Но больше всего Айнгаран страдал, когда наступил мой черед. Не потому, что я потом не применил его незаконные патчи, а потому, что тихо согласился. В тот день наши пути разошлись.
Айнгаран бросил учебу, пока я сдавал вступительные экзамены университета. Я ярко помнил ночь в баре кампуса, тепло от арака, запах аниса еще остался в моем горле. Генри и Виджая, почти друзья, сидели со мной за столиком, где мы обычно проводили ночи пятницы. Генри заметил их первым.
— Эй, девушек две, а нас трое. Кто из нас останется и закажет больше напитков?
Виджая, самый шумный из нас, рассуждал, кто из девушек был милее, а я встревожился. У стойки бара явно были три девушки. Три сари: розовое, золотое и через несколько стульев — зеленое.
— Но там их три.
Веселая перебранка оборвалась. Виджая посмотрел на бар, щурясь, а потом на меня с вопросом. И я понял. Он видел только двух девушек. Он был как мои приемные родители. Как безымянный координатор эвакуации на пляже в Нилавели.

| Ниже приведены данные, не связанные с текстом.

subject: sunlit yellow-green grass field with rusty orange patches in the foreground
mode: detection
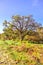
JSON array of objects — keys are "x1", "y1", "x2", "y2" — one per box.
[{"x1": 0, "y1": 40, "x2": 43, "y2": 65}]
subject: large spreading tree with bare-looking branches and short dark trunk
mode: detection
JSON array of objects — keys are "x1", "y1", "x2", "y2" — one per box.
[{"x1": 3, "y1": 15, "x2": 40, "y2": 41}]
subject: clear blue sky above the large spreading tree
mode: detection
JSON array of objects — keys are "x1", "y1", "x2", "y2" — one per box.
[{"x1": 0, "y1": 0, "x2": 43, "y2": 33}]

— Что значит, три? Перепил арака, друг?
Генри посмотрел на меня раздраженно.
— Та — не мой тип, чувак.
Виджая все еще не понимал. И не поймет, пока не выключит модификацию имплантата. Генри сжал его плечо и пошел к бару, пытаясь развеять смятение Виджаи. Он повернулся и крикнул:
— Напитки с тебя, Гуна!
Но его глаза говорили мне другое. Не дави. Не задавай больше вопросов. Следуй за течением. Кто был хуже? Виджая, который не видел девушку из тамилов, ведь код и ракушка за ухом скрывали ее от него? Генри, который видел ее, но делал вид, что она ему не подходила, потому что тип включал кровь и историю, тысячи разделительных линий, нацарапанных на камне страны за сотни лет? Или я, отзывающийся на приемное имя, Гена? Промолчавший и поддавшийся, хоть было обидно? Мы все были ужасны по-своему.
Гнев Айнгарана поглотил его. Я узнал о его смерти от приемной матери. Никаких деталей, лишь то, что его не стало. Я узнал из других источников. Публично о протесте не сообщали. Никто не говорил об одном протестующем, который поджег себя. Что видели зеваки? Никого? Программа удаляла из зрения зевак горящего человека, протестующих. Невидимый протест был отмечен только формой толпы недовольной молодежи, вырезанной на улице, и следом огня на асфальте.
И я пришел к первому мятежному поступку. Маленький бунт, который я себе позволил в память обо всех невидимых, обо всем, скрытом от глаз публики. Я стоял на корабле туристов и смотрел на руины на полоске пляжа в Тринкомали, гопурам старого храма все еще тянулся в воду. На мили севернее был незаметный неотмеченный пляж, где погибли мои родители. Я нашел сведения о землетрясении в общем доступе и изменил их. Я написал историю, которую ты сейчас читаешь. Мою историю. Может, через час или несколько минут ее удалят. Кто-то сотрет мою историю. Но пока что я тут. Моя история тут, без фильтров, заметная. Мое настоящее имя — Картик, и я существую.